Most researchers trying to source CJC-1295 in Erre quickly find that local retail options are all but absent from local stores. The upside of this online-only market is that serious vendors differentiate entirely through their analytical documentation, giving researchers access to better quality signals than local retail ever could. What genuinely separates top CJC-1295 vendors is comprehensive lot-matched testing data: HPLC for purity, mass spec for peptide identity confirmation, and endotoxin testing for contamination assurance. Use this guide to verify vendor quality systematically — the quality evaluation approach outlined here are universal across all research contexts.
What Studies Say About CJC-1295
The selectivity profile of different GHS compounds is a critical research consideration. GHRP-6 and GHRP-2 produce GH release alongside cortisol and prolactin elevation — a confounding factor in research designs where these hormones are outcome variables. Ipamorelin was specifically developed for greater GH-release selectivity with minimal cortisol and prolactin elevation, making it more suitable for research designs where GH-specific effects need to be isolated. Hexarelin has the strongest GH-releasing potency in the GHRP class but also the most significant cortisol and prolactin effects. For Erre researchers designing GH-axis studies, compound selection based on this selectivity profile should precede protocol finalization.

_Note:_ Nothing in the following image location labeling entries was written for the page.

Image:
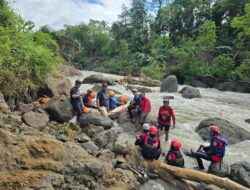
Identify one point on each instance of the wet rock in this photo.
(233, 86)
(190, 92)
(58, 84)
(97, 78)
(247, 120)
(170, 84)
(94, 119)
(36, 120)
(120, 148)
(218, 169)
(140, 88)
(62, 138)
(230, 131)
(105, 154)
(240, 172)
(59, 108)
(90, 147)
(82, 138)
(3, 105)
(105, 137)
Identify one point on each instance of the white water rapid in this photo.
(234, 107)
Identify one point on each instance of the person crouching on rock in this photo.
(102, 100)
(140, 138)
(88, 99)
(174, 156)
(215, 152)
(151, 148)
(164, 117)
(142, 110)
(76, 100)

How to Source CJC-1295 — Vendor Guide
The most effective path to quality CJC-1295 is engaging research communities before vendor sites — peptide forums track vendor quality over time that are more accurate than commercial vendor claims. When reviewing a CJC-1295 COA, verify: the batch number corresponds to your vial, HPLC purity is ≥98%, mass spec confirms the correct peptide, and endotoxin levels are within acceptable research limits. The combination of community reputation data and your own COA analysis is the most reliable sourcing approach — community feedback surfaces patterns individual COA review misses, and vice versa. For Erre researchers making a first CJC-1295 purchase: work through this evaluation framework first, order conservatively at first, and confirm the COA batch number matches your received product before use.

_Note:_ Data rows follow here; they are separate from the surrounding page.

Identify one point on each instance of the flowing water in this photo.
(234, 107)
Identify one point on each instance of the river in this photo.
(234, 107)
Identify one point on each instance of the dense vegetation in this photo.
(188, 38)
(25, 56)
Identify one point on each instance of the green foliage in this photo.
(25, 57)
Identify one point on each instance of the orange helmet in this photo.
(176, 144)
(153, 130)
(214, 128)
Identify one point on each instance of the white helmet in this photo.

Order CJC-1295 — ships to Erre
COA-verified · International tracking · Research grade
Research compound status for CJC-1295 means risk characterisation relies on animal studies, in-vitro work, and limited human observations — rather than the controlled trials that generate pharmaceutical safety profiles. Reconstitute CJC-1295 with bacteriostatic water at the concentration suited to your research design; a standard 5mg in 2mL gives a 2.5mg/mL solution — or 25mcg per insulin syringe unit. The main safety concern arising from sourcing in CJC-1295 research is endotoxin from inadequately tested product — a verified endotoxin panel in the batch COA is the key safeguard. For any individual considering CJC-1295 outside a formal research context: speak with a healthcare professional — this compound is not approved for human use and its known risks are not comparable to approved pharmaceuticals.
Frequently Asked Questions
What purity is required for CJC-1295 research?

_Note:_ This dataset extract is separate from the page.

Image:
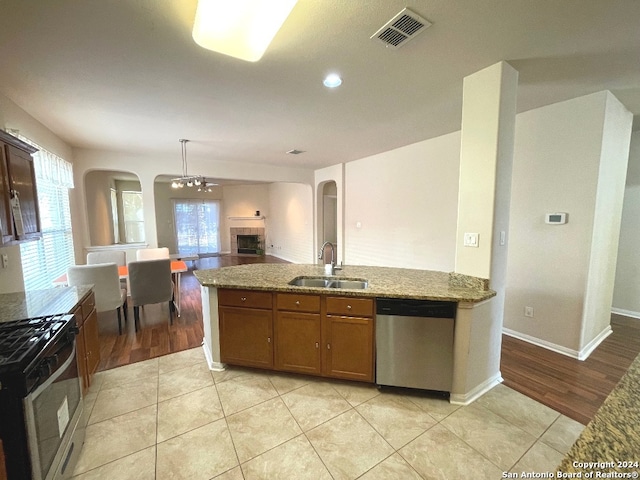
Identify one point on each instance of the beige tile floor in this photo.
(172, 418)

CJC-1295 should be ≥98% pure by HPLC. The larger molecular weight of CJC-1295 with DAC (approximately 3647 Da) makes mass spectrometry confirmation particularly important, as impurities may not be obvious on HPLC alone.
What is CJC-1295?
CJC-1295 is a synthetic GHRH (Growth Hormone Releasing Hormone) analogue. The version with DAC (Drug Affinity Complex) has an extended half-life of approximately 6-8 days due to albumin binding. Without DAC, CJC-1295 has a much shorter half-life similar to native GHRH. Both versions stimulate pulsatile GH release via the GHRH receptor.
What is the difference between CJC-1295 with DAC and without DAC?
CJC-1295 with DAC uses a lysine-maleimide conjugate to bind covalently to albumin in the bloodstream, extending half-life to ~6-8 days and creating sustained GH elevation. CJC-1295 without DAC (also called Mod GRF 1-29) has a half-life of ~30 minutes and produces acute GH pulses. They produce different GH secretion patterns and have different applications in research.